Isolata in mezzo a un altipiano, con una connessione telefonica traballante e l’unica compagnia degli zii, Eloise è convinta che suo padre voglia punirla per qualcosa. Forse per il fatto di essersi tuffata nell’Adige per salvare una bambina, in un momento di coraggiosa follia? Anche sua madre aveva fatto follie simili, prima di sparire nel nulla, otto anni prima?
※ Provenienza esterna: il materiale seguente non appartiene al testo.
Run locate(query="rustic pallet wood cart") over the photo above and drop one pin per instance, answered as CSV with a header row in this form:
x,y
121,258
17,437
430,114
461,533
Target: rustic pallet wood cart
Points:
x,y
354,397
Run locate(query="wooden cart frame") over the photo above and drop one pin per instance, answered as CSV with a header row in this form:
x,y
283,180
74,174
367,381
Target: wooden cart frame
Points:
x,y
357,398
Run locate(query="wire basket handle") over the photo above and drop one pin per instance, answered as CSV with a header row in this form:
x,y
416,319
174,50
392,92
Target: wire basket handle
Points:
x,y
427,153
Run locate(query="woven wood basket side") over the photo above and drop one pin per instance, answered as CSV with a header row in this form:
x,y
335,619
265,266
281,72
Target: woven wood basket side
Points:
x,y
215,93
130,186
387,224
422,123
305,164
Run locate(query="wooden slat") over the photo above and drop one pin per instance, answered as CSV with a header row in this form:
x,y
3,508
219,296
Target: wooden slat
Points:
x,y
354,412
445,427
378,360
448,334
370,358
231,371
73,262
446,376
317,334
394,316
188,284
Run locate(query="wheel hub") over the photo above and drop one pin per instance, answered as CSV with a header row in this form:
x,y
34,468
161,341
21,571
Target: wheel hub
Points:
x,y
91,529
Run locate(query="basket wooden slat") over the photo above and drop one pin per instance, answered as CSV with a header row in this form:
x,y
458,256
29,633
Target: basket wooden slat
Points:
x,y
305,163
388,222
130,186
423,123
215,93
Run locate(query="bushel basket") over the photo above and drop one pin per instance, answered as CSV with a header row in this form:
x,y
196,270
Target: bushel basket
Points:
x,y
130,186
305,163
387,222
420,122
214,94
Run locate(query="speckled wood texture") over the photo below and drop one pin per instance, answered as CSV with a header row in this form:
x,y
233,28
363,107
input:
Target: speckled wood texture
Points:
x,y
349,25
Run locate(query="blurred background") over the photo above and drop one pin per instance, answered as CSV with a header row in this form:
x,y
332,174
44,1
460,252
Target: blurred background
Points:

Per sfuggire alla noia, fa amicizia con Max, un ragazzo che lavora in un piccolo hotel poco distante e che, per raggranellare qualche soldo, viene ad aiutare lo zio di Eloise nei campi. Max è affascinante quanto enigmatico ed Eloise, mentre si innamora di lui, si rende conto che il ragazzo nasconde un segreto. Max, infatti, non è né un cameriere, né uno studente squattrinato, bensì fa parte di una organizzazione che ha l’obiettivo di eliminare gli esseri fatati. Max ed Eloise si trovano presto coinvolti in una caccia spietata, sfidando streghe d’acqua e giganti, una caccia in cui preda e predatore si confondono e non ci si può più fidare di nessuno.
Lo potete trovate qui.
Estratto: dal capitolo 3
[..] Eloise era salita in camera, approfittando di dieci minuti di libertà per sistemare i vestiti nel basso armadio di legno di pino. Il tragitto dalla stazione ferroviaria di San Moreno all’abitazione degli zii, il primo giorno, le era sembrato interminabile e da lì aveva supposto che la casa si trovasse lontanissima da qualsiasi centro abitato. Invece la zia le aveva spiegato che il paese di Petrago si trovava ad appena un paio di curve da lì e che la cittadina di Montedario, con il bel corso pieno di negozi, era a meno di venti minuti d’auto. La civiltà era praticamente dietro l’angolo e a Eloise bastava solo convincere lo zio a prestarle l’auto per ritornare a respirare un po’ di modernità. Spalancò le finestre, che al mattino socchiudeva appena per interrompere la fastidiosa vibrazione causata dal generatore, e si affacciò ad ammirare la distesa verde e grigia di quella piccola parte di Altopiano. Un movimento sotto di lei, seguito dall’incrocio di due voci che si salutavano, attirò la sua attenzione. D’istinto rientrò nel vano della finestra, cercando di non farsi vedere e, contemporaneamente, di non perdere una parola dello scambio di battute che avveniva nel portico.
– Bene, bene, sono proprio contento che Aldo ti abbia mandato da me – proseguiva lo zio – ho mia nipote, quest’estate, che mi aiuta ma, povera stella, non posso pretendere troppo. È già troppo brava così-.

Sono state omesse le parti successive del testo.